Discretization w/ Decision Trees

  • Discretization w/ Decision Trees
    • consisting of a decision tree to identify the optimal bins
    • a decision tree making a decision $\to$ assigning an observation to one of $N$ end leaves
    • generating a discrete output, the predictions at each of its $N$ leaves
    • procedure
      • training a decision tree of limited depth (2, 3, or 4) using only the variable to discretize and the target
      • replacing the variable's value w/ the output returned by the tree
    • considerations
      • not improving the values spread
      • handling outliers since trees are robust to outliers
      • creating a discrete variable
      • prone to overfitting
      • cost some time to tune the parameters effectively (e.g., tree depth, the minimum nimber of samples in one partition minimum info gain)
      • observations within each bin more similar to each other
      • creating a monotonic relationship
    • Python: from sklearn.proprecessing import DecisionTreeClassifier

Custom Discretization

  • Custom discretization
    • engineering variables in a custom environment (i.e., for a particular business use case)
    • determining the intervals where the variable divided so that it makes sense for the business
    • example: Age divided into groups like [0-10] as kids, [10-25] as teenagers, and so on
    • Python: labels = ['0-10', '10-25', '25-65', '>65']
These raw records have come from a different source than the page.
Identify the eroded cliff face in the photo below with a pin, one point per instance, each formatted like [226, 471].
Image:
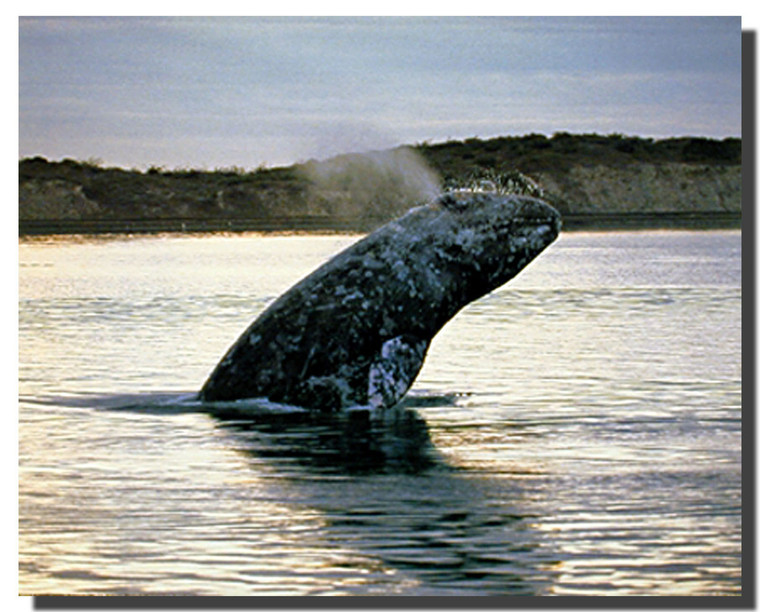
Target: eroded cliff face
[54, 199]
[645, 188]
[580, 189]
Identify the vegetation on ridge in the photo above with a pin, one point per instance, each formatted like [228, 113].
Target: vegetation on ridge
[579, 173]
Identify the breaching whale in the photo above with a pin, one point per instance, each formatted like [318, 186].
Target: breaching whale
[356, 330]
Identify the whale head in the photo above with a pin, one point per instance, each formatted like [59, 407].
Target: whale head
[487, 238]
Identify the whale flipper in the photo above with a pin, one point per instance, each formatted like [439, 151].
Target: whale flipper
[394, 370]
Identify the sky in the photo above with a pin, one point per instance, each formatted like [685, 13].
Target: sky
[216, 92]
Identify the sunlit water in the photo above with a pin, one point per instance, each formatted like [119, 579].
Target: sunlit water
[576, 432]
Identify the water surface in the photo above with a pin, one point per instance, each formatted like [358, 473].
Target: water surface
[576, 432]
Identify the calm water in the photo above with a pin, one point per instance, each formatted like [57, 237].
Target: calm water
[576, 432]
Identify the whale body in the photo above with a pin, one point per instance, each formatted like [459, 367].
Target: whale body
[355, 331]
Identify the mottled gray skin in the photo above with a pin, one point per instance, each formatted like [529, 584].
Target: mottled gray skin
[355, 332]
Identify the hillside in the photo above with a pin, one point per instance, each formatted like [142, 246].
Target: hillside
[591, 179]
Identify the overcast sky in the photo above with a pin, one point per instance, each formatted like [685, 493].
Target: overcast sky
[219, 92]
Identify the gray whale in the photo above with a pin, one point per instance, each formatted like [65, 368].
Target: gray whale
[356, 330]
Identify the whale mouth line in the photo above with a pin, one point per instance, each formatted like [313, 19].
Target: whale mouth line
[542, 224]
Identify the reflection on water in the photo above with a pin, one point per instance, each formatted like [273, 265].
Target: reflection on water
[577, 432]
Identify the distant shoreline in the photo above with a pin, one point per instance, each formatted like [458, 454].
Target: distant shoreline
[577, 222]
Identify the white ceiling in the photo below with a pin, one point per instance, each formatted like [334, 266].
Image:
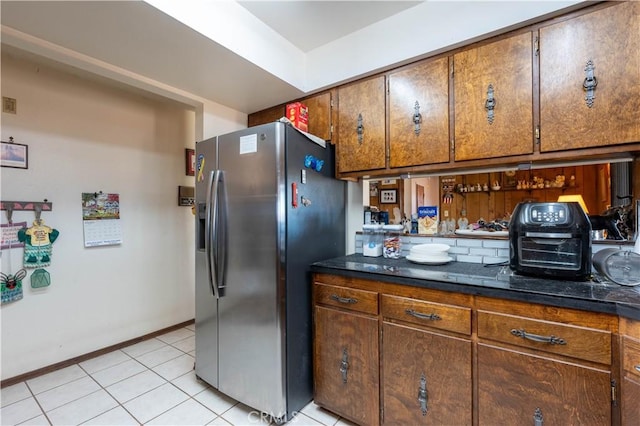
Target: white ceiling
[246, 55]
[311, 24]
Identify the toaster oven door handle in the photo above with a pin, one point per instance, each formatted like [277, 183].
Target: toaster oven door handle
[548, 234]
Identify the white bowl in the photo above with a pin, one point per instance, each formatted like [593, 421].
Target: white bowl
[430, 249]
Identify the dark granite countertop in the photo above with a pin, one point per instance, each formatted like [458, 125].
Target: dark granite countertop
[493, 281]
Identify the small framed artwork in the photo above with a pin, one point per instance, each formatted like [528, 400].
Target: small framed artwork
[14, 155]
[388, 196]
[190, 162]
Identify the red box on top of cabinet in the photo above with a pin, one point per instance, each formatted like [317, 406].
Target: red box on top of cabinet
[298, 114]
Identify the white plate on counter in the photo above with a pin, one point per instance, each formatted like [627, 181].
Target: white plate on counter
[479, 233]
[432, 261]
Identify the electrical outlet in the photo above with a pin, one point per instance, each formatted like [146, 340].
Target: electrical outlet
[9, 105]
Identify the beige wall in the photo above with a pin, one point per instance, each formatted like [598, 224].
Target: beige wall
[84, 136]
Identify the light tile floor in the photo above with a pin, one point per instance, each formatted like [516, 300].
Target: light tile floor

Principal Component Analysis

  • Principal Component Analysis and feature engineering

    • a partitioning of the variation in the data
    • a great tool to help to discover important relationship in the data
    • used to create more informative features
    • typically applied to standardized data
    • variation meaning
      • standardized data: correlation
      • non-standardized data: covariance
  • Visualization for Principal Component Analysis

    • axes of variation

      • describing the ways the abalone tend to different from one another
      • axes: perpendicular lines along the natural dimensions of the data
      • each axis for one original feature
    • idea of PCA: instead of describing the data w/ the original features, describing it w/ axes of variation

    • dataset: Abalone data set

      • physical measurements taken from several thousand Tasmanian abalone
      • only focusing on Height and Diameter of their shells
    • axes of variation for abalone

      • Size component
        • the longer axis
        • small height and small diameter (lower left) contrasted w/ large height and large diameter (upper right)
      • Shape component
        • the shorter axis
        • small height and large diameter (flat shape) contrasted w/ large height and small diameter (round shape)
  • PCA as new features

    • new features PCA: liner combinations (weighted sums) of the original features

      df["Size"] = 0.707 * X["Height"] + 0.707 * X["Diameter"]
      df["Shape"] = 0.707 * X["Height"] - 0.707 * X["Diameter"]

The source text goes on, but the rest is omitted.